Why China Produces the Most Olympic Diving Champions
October 23, 2020
Although not very well-known compared to other sports, diving requires extreme body strength and awareness, as well as the utmost amount of mental and emotional control. In past Olympic Games, the gold, silver, and bronze podiums were almost always awarded to divers representing the People’s Republic of China. Why is it that China never fails to produce athletes that dominate these diving events? What makes the diving training regimens of this particular country so much more rewarding than others?
“From ages as young as four and five,” Debi Edward, ITV News Correspondent, reported that Chinese “children are put through grueling regimented training routines designed to make them Olympic champions.”
Coaches first review thousands of kids during selection processes looking for a specific set of traits that are deemed to have “potential” to help the athlete reach stardom. In sports boarding schools, they are then required to either complete tasks involving incredibly difficult physical demands or get kicked out from the school. From the best of these boarding schools, divers are repeatedly trained to learn increasingly difficult dives until their moves reach perfection or to the point where they cannot physically push their bodies any further.
Along the way, coaches implement methods that have been “condemned as archaic and cruel,” reported Edward, but are apparently effective. A few are: forcing the athletes holding handstands for 30 minutes, striking the athletes with ropes, or instructing them to run multiple miles in one sitting as punishment.
Just like any other hard-earned goal, Olympic glory comes with great risk and sacrifice. Training for “up to ten hours a day,” said Edward, athletes travel far away from home and often are forced to give up lively and free-spirited childhoods in hopes of chasing Olympic medals.
Unfortunately, only a miniscule fraction of these athletes end up with Olympic gold, and those who do not may fall to the disastrous effects of years of both immense physical and emotional pressure.
According to NBC Olympics, “Eight diving events are contested at the Olympics (four individual events and four synchronized events).”
Of these events, only eight athletes are awarded olympic gold out of 136 athletes.
“Those who don’t [make it to the top] will have sacrificed their childhood for a talent that wasn’t quite good enough,” said Edward.
Furthermore, due to the many hours of diving training in their early lives, their education is often overlooked.

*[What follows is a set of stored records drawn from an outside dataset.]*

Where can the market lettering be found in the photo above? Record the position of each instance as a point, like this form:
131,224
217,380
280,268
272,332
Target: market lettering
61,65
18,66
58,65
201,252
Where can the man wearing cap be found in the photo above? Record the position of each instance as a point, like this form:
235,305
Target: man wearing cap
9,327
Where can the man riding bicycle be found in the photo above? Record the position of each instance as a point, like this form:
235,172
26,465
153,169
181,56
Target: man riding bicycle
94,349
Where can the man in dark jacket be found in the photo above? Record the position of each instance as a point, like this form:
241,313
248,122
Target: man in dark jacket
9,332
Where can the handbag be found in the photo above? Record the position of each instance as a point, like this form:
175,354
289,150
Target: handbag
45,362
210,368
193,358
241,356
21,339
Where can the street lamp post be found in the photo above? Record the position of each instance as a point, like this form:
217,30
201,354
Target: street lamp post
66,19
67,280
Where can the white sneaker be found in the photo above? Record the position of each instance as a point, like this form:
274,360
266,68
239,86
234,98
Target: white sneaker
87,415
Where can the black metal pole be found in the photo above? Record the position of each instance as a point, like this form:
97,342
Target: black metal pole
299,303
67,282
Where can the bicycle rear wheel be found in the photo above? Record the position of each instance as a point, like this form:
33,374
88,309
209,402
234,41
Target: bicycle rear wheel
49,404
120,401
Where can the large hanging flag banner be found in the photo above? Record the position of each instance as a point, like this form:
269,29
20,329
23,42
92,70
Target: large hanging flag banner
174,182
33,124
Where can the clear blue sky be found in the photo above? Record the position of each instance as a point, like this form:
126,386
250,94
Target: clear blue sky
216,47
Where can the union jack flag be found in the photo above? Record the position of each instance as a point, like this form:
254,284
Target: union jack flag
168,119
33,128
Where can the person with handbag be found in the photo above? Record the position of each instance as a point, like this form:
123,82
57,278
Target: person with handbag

After suffering a serious injury or another factor that causes them to drop out of the “race to the top”, retired athletes are usually just left with broken bones and little “book-knowledge”. Overworked Chinese athletes succumb to lifelong injuries and damage to their mental health. Without booksmarts, “street skills”, or money, hopes to attend college or pursue different career paths in the future are out of reach.
Are years of pushing their bodies to the limits worth the tiny glimmer of hope that they might gain international glory? Everyone acknowledges that there is a price for success, but just how much should this price be?